Site Reliability Engineer, Principal
We’re Progress – we offer leading solutions for building and deploying tomorrow’s applications quickly and easily. We are bold, forward-thinking innovators who build products that work and care about our customers. We invent and reinvent every day, work together as one, value and respect each other, and cheer our wins. Join our Core C/ Chef Product Group as a Site Reliability Engineer, Senior in Bangalore.
In our Core C/ Chef Product Group, we develop the world's best products for managing applications and infrastructure at scale, and we deploy them to solve real problems in all kinds of industries. We get to work with the latest in cloud and container technologies. We have the opportunity not just to follow but to shape best practices. Our platform is used to enable billions of people around the world to chat, fly, present, bank, game, shop, and learn. Chances are the applications and devices you use every day to have infrastructure built, deployed, secured, and run with our code.
We are seeking a highly motivated, results-oriented individual with strong Site Reliability Engineering skills and experience in cloud technologies to join our platform engineering team. As a Site Reliability Engineer, you will play a lead role in designing, implementing, and supporting the platform for Chef Cloud services. You will also have a key influence on our future processes and platform design.
What you’ll do:
- Build, operate, and maintain a platform for Chef Cloud services. This will include technologies such as AWS services (ECS, EKS, S3, and more), Kubernetes, service mesh (Linkerd or Envoy), Postgres/RDS, Graph databases, API gateways, authentication services, 3rd party integrations, and more.
- Collaborate on achieving the best design/architecture for our systems and infrastructure.
- Collaborate with other Engineering teams to support services before they go live through activities such as system design consulting, developing software platforms and frameworks, capacity planning, and launch reviews.
- Maintain services once they are live by measuring and monitoring availability, latency, and overall system health.
- Implement modern systems observability solutions including monitoring, alerting, metrics, logging, and APM & distributed tracing.
- Scale systems sustainably through automation and evolve systems by pushing for changes that improve reliability and velocity.
- Be on-call for services that the SRE team owns.
- Practice sustainable incident response and post-incident analysis by acting as an incident manager. You’ll follow our existing incident management process and recommend improvements to that process.
- Mentor the team.
Who you are (Our ideal candidate will have some or all of these qualifications):
- You have a Bachelor's degree in Computer Science or related field and 7+ years of relevant experience (or equivalent combination of education and experience).
- You have a solid understanding of and experience with configuration management and compliance automation.

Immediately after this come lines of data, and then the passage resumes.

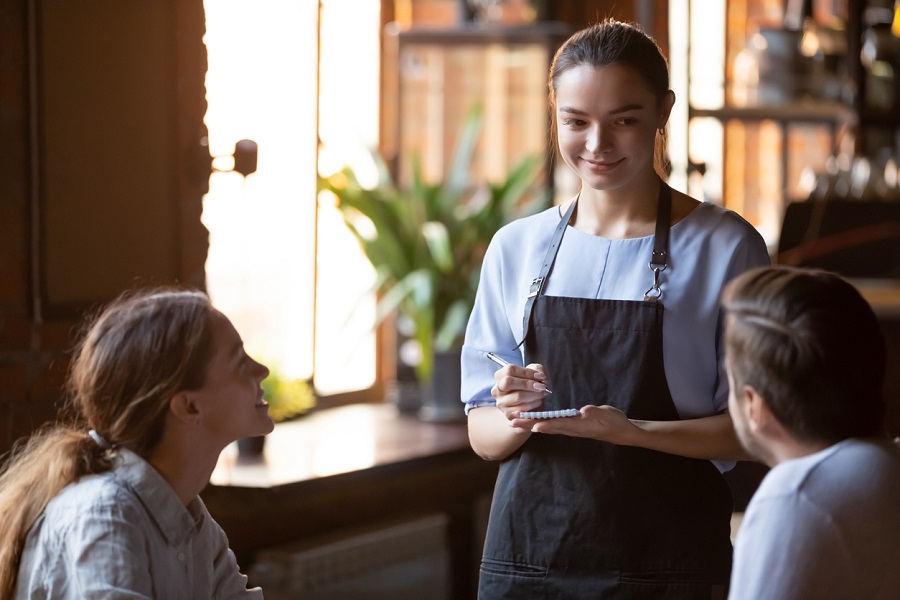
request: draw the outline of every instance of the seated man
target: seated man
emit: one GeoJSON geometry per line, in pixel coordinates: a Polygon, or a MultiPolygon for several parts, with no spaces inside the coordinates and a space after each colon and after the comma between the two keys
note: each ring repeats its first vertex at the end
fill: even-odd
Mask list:
{"type": "Polygon", "coordinates": [[[852,285],[772,267],[726,289],[729,408],[772,467],[738,532],[729,598],[900,598],[900,452],[885,344],[852,285]]]}

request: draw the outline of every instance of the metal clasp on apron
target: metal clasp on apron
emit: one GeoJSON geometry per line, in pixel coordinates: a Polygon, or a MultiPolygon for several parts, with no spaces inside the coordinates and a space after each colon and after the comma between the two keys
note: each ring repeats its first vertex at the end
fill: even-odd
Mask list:
{"type": "Polygon", "coordinates": [[[669,265],[665,262],[658,263],[657,259],[665,261],[665,251],[653,251],[653,260],[647,263],[650,270],[653,271],[653,285],[644,292],[644,300],[647,302],[657,302],[662,298],[662,289],[659,287],[659,274],[666,270],[669,265]]]}
{"type": "Polygon", "coordinates": [[[527,298],[534,298],[537,296],[541,288],[544,286],[544,278],[543,277],[535,277],[531,280],[531,293],[528,294],[527,298]]]}

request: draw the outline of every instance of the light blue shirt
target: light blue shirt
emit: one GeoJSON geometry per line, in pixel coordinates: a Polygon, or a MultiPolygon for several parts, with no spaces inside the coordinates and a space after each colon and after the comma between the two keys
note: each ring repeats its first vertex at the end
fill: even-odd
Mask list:
{"type": "Polygon", "coordinates": [[[900,598],[900,451],[845,440],[772,468],[738,529],[729,600],[900,598]]]}
{"type": "MultiPolygon", "coordinates": [[[[513,348],[522,338],[525,298],[559,219],[559,208],[553,207],[507,225],[491,241],[462,350],[462,400],[467,411],[495,404],[490,389],[498,367],[486,352],[512,363],[524,362],[521,349],[513,348]]],[[[653,236],[610,240],[569,226],[545,294],[642,300],[653,283],[648,266],[652,251],[653,236]]],[[[661,274],[663,359],[681,418],[727,409],[720,294],[736,275],[768,264],[765,242],[756,229],[720,206],[700,204],[672,226],[668,267],[661,274]]],[[[585,399],[585,404],[603,403],[603,398],[585,399]]]]}
{"type": "Polygon", "coordinates": [[[262,598],[200,498],[128,450],[64,488],[28,532],[16,598],[262,598]]]}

- You have an expert-level understanding of and at least 2 years of working experience with containerization using Docker and Kubernetes in a production environment.

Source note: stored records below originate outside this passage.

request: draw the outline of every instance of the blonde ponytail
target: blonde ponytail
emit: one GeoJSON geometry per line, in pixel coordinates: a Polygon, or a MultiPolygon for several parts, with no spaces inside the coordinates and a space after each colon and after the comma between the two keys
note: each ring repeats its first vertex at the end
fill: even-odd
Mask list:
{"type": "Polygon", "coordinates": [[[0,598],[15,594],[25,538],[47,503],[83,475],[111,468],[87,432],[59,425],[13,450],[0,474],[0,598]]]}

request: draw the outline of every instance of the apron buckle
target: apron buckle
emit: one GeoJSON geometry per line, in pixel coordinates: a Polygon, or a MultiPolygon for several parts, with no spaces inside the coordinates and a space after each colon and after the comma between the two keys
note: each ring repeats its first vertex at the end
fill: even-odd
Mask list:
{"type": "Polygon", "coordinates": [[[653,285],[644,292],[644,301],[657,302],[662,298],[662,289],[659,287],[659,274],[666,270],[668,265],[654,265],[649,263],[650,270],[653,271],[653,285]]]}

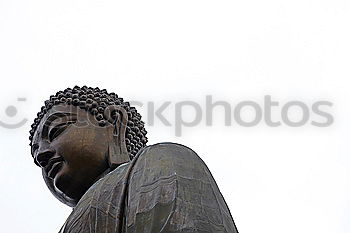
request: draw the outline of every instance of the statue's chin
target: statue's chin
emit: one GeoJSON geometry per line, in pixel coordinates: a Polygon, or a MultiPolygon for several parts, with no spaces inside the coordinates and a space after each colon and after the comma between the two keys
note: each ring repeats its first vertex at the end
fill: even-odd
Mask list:
{"type": "MultiPolygon", "coordinates": [[[[45,178],[45,177],[44,177],[45,178]]],[[[84,179],[81,172],[75,172],[67,166],[53,177],[46,176],[45,182],[51,193],[62,203],[74,207],[96,179],[84,179]]]]}
{"type": "Polygon", "coordinates": [[[76,192],[77,188],[75,188],[74,182],[72,182],[73,179],[70,176],[60,173],[58,173],[53,180],[55,191],[60,196],[64,197],[66,202],[69,202],[65,204],[75,206],[81,198],[81,195],[76,192]]]}
{"type": "Polygon", "coordinates": [[[67,196],[64,191],[64,186],[62,186],[62,177],[58,173],[54,179],[49,178],[43,172],[43,178],[46,183],[46,186],[49,188],[50,192],[63,204],[66,204],[70,207],[74,207],[77,204],[73,198],[67,196]]]}

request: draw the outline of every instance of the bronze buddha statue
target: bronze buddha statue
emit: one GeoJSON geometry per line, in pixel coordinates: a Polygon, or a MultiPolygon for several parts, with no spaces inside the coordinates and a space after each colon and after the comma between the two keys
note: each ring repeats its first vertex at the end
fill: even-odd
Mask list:
{"type": "Polygon", "coordinates": [[[90,87],[45,101],[30,131],[46,185],[73,207],[60,233],[236,233],[205,163],[176,143],[147,146],[141,115],[90,87]]]}

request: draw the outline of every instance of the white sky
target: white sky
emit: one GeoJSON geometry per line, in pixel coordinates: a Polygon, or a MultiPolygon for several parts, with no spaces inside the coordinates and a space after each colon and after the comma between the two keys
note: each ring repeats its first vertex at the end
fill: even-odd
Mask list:
{"type": "Polygon", "coordinates": [[[281,105],[333,102],[327,128],[224,126],[216,108],[213,126],[203,120],[181,137],[157,119],[147,130],[150,144],[179,142],[203,158],[241,233],[350,232],[349,22],[345,0],[0,0],[0,121],[28,119],[0,127],[0,232],[57,232],[69,215],[27,138],[43,101],[75,84],[172,101],[164,112],[172,123],[175,103],[204,109],[206,95],[232,107],[264,95],[281,105]]]}

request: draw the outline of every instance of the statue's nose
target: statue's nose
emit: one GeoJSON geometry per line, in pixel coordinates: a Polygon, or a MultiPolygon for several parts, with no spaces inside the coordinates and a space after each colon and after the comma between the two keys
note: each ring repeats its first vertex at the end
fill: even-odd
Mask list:
{"type": "Polygon", "coordinates": [[[38,155],[36,156],[35,160],[37,164],[40,165],[40,167],[45,167],[49,160],[55,155],[54,150],[46,149],[43,151],[40,151],[38,155]]]}

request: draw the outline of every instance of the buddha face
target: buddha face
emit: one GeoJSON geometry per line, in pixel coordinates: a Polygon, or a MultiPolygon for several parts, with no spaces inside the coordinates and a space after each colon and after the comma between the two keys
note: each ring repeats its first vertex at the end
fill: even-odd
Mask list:
{"type": "Polygon", "coordinates": [[[56,198],[75,206],[108,170],[112,130],[112,124],[100,127],[92,114],[73,105],[55,105],[45,114],[33,136],[32,155],[56,198]]]}

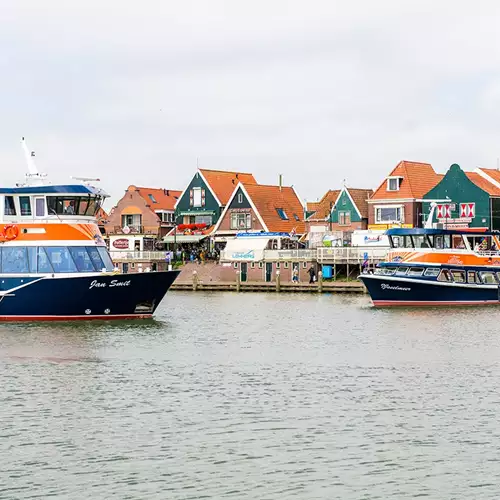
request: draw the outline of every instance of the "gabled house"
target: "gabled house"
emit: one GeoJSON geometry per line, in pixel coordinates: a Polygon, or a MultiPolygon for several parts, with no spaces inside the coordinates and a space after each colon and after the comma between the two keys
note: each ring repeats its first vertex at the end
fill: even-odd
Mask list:
{"type": "Polygon", "coordinates": [[[368,200],[373,189],[344,187],[329,214],[328,221],[334,231],[352,232],[368,227],[368,200]]]}
{"type": "Polygon", "coordinates": [[[308,233],[331,230],[329,217],[340,193],[340,189],[329,189],[321,200],[307,203],[306,230],[308,233]]]}
{"type": "Polygon", "coordinates": [[[239,182],[257,184],[252,174],[198,169],[175,205],[177,224],[216,224],[239,182]]]}
{"type": "Polygon", "coordinates": [[[106,223],[110,250],[154,250],[174,226],[180,191],[129,186],[106,223]]]}
{"type": "Polygon", "coordinates": [[[425,218],[436,203],[433,223],[449,229],[500,230],[500,171],[476,168],[463,171],[453,164],[441,181],[424,195],[425,218]]]}
{"type": "Polygon", "coordinates": [[[293,187],[240,182],[214,228],[217,235],[242,232],[305,232],[304,207],[293,187]]]}
{"type": "Polygon", "coordinates": [[[368,200],[368,229],[421,227],[422,199],[442,178],[430,163],[399,162],[368,200]]]}

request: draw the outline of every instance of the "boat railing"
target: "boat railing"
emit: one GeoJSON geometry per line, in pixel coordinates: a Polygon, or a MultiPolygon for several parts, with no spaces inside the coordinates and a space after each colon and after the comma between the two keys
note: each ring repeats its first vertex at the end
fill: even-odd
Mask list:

- You’re comfortable deploying and operating services using AWS technologies and have an expert understanding of the various offerings available.
- You’ve built and supported systems using cloud-native (CNCF) technologies at scale.
- Working knowledge on terraform or similar tools
- You are interested in designing, analyzing, and troubleshooting large-scale distributed systems.
- You understand what it means to operate infrastructure as code, and have experience developing services and automation to do so. Chef knowledge would be a plus
- You have a great ability to debug and optimize code and automate routine tasks to eliminate toil.
- You have a systematic problem-solving approach, coupled with strong communication skills and a sense of ownership, initiative, grit, and drive.
- You have designed and implemented applications and systems that scale, are resilient to failure, and are observable.
What we offer in return is the opportunity to join a talented team of bright people and to also enjoy:
- 30 days of earned leaves plus an extra day off for your birthday, various other leaves like marriage leave, casual leave, maternity leave, paternity leave
- Premium Group medical Insurance for the employee and 5 dependents, personal accident insurance coverage, life insurance coverage
- A modern office with a well-equipped gym onsite, free access to yoga, Zumba classes by professional trainers
- Professional development reimbursement
- Interest subsidy on loans - either vehicle or personal loans
Together, We Make Progress
Progress is an inclusive workplace where opportunities to succeed are available to everyone. As a multicultural company serving a global community, we encourage a wide range of points of view and celebrate our diverse backgrounds. Our unique combination of perspectives inspires innovation, connects us to our customers and positively affects our communities. It is only by working together and learning from each other that we make Progress. Join us!